Food and festivities

First of all, we know we have already said this, but for the first post of 2018 can we wish everybody a happy New Year where ever you are.

We had family down for Christmas – Mark, Alice, Thomas and Phoebe – and with one or two reservations (a teething infant and a wide range of coughs and splutters) it went well. Winter is a slightly tricky time for hosting a visiting family. In summer we have space and we can eat outside on the patio and, of course, a swimming pool can absorb a very large amount of children’s time and energy. But a winter visit worked and although we had some sub-zero nights we had a some very pleasant days out at the coast. Thomas and Mark were even seen paddling.

Yes, that is St Tropez in the distance

We had a visit to Cannes on Christmas Eve for the church service. There was the most dramatic stylised Christmas tree which was even more extraordinary when you went inside it and looked up. As is routine across much of France and elsewhere security remains at a high level.

 

 

 

 

The tree from outside and inside.

 

One particular feature of this time of year is the foodstuff on sale. In the secular West no one is sure what Christmas is all about and the French are even more unsure than most but of one thing they are certain: it is a period that is about food, not in fact just for Christmas Eve, but for that all important Réveillon du Nouvel An (New Year’s Eve).

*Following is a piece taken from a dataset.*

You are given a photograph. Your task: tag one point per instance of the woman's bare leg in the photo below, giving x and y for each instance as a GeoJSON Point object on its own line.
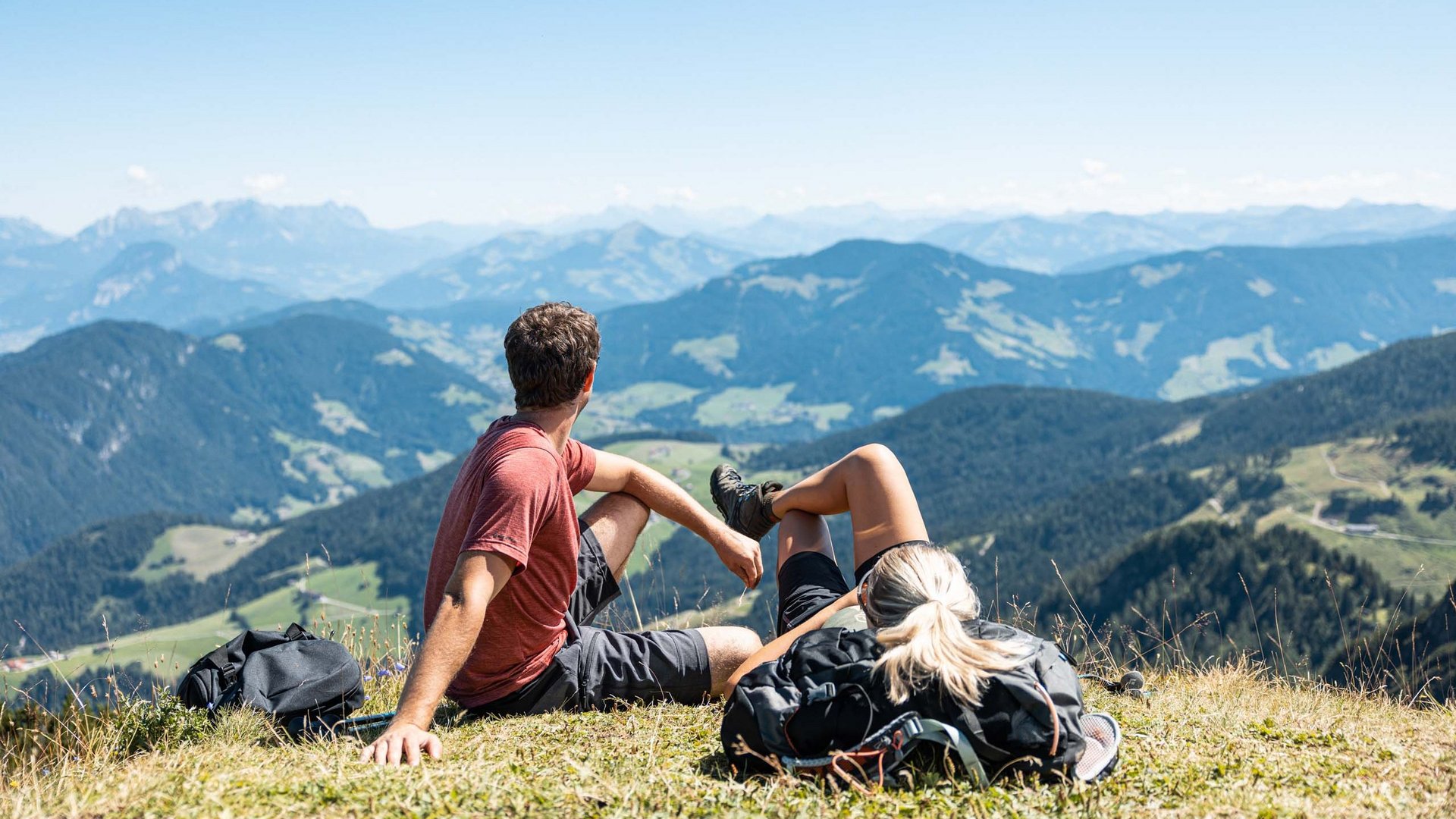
{"type": "Point", "coordinates": [871, 485]}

And what better way to celebrate than with macaroons?

Our own food contribution was a fun Christmas lunch. Mark cooked Beef Wellington with all the trappings.

Finally, Chris has completed his final essay on the Anglican Readership course. So, although there are a few bits of paperwork that need doing, there is no reason why he shouldn’t be licensed as a Reader at some point in the next few months. It’s been a lot of hard work!